Dennis - A cat saying "NO". I don't believe it.

Lynda - I love 'Lynda's Pearls of Wisdom'. That can be the name of the blog you are contemplating. It leaves so many avenues to explore.

WAT said...

Why yes. Who else can better take care of yourself than you right?

With the flu and my recent eye issue, I had to stay home, rest, and recover, but it's hard sometimes for friends to understand that when they wanna hang out and have fun, but I gotta do what it takes to keep my machine running, so this post fits me like a nice ring on mee finger.

I have a dear dear friend, an ex, who is so unselfish and has lots of heath issues afterwards because of his lack of personal/self care and I wish he'd change that and start loving himself more.

For if you do not love thyself, how can u truly love others?

Professor Montblanc said...

My mother was wonderful like yours.

Reya Mellicker said...

Self care is definitely not valued in our culture. Running yourself ragged is rewarded over and over again.

So glad you're thinking about this and sharing your thoughts with us. Thank you!

Gary said...

Wat - Exactly! I had an ex who would always end our phone conversations with "take care of yourself" and I hated that at the time. But now I see it differently. We really are the experts of our own bodies and know best what we need to take care of ourselves - even if that is knowing that we need someone else to help out. Glad you are on the mend.

Prof - Tell me more...

Reya - I am guilty of that attitude. As someone who is constantly on the go I sometimes look at others who do 'nothing' as wasting life. They are probably thinking the same of me. It is all about perspective. BTW, you have a present coming...

lettuce said...

gary, reading this has left me in tears, for all sorts of reasons...

i do like you
:o)

Steve said...

Those Zen books are FABULOUS. And such beautiful artwork!

Life really is all about balance. For me, it's almost instinctive -- I can tell when I'm getting out of balance, when I'm feeling pulled too far one way or the other. I try not to be selfish, but it's interesting that you regarded your working-out friend's behavior as selfish -- because that's something I'd do, and it made me think, well, what IS selfish, anyway? We all see things so differently.
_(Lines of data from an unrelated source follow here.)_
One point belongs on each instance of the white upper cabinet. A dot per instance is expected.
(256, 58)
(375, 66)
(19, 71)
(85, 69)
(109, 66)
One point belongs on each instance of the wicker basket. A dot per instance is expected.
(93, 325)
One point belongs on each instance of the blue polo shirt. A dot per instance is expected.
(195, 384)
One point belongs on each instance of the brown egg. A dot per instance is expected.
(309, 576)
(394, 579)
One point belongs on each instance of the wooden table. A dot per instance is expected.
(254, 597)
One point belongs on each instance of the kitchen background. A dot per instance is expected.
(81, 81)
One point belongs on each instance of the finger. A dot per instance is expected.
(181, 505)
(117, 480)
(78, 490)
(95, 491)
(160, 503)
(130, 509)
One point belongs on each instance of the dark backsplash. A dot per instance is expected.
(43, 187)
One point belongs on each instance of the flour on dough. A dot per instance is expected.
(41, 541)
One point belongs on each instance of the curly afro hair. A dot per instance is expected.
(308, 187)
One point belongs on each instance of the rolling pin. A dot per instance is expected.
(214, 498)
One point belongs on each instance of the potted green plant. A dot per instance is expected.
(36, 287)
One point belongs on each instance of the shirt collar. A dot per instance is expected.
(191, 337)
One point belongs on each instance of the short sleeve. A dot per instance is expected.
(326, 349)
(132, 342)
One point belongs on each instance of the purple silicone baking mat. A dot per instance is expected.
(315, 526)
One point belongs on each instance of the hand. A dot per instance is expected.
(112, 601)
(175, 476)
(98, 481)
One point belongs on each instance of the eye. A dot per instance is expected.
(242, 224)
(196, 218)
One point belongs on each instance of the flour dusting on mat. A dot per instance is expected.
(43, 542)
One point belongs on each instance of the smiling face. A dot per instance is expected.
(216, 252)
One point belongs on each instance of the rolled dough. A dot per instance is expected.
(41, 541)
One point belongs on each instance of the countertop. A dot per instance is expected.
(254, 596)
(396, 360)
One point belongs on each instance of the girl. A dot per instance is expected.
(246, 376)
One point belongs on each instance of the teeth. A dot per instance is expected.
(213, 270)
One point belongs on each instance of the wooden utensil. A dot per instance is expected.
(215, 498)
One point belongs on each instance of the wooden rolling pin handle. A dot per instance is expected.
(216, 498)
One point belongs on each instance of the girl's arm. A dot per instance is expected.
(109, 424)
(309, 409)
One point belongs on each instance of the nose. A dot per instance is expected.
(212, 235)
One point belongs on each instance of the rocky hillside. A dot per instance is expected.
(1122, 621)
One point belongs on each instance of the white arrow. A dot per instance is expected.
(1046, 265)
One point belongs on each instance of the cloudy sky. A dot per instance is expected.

Dolly Parton is remarkable. She has a good head on her shoulders.

Lirone said...

Great post, and some lovely comments too. I'd only add that sometimes holding back on expressing your needs to look after others often doesn't help them either!

Sometimes what they need is entirely different from what you think it is, and sometimes they need to take responsibility for the problem themselves.

Kimberly said...

I always wished I would have had parents like this. My friends are also so close to their mothers and fathers and it fills my heart to see the connection to why they are the beloved friends they are to me. At the same time I have a longing for that for myself which will never be. When I dwell on this too long I try to cover up my dispair with humor or even better, I just randomly go out and do something generous and giving for someone who REALLY has a hard life. so I can get out of my selfish wallowing, and it always makes the day brighter! Thank you for this post!! I think I will call my mom anyway.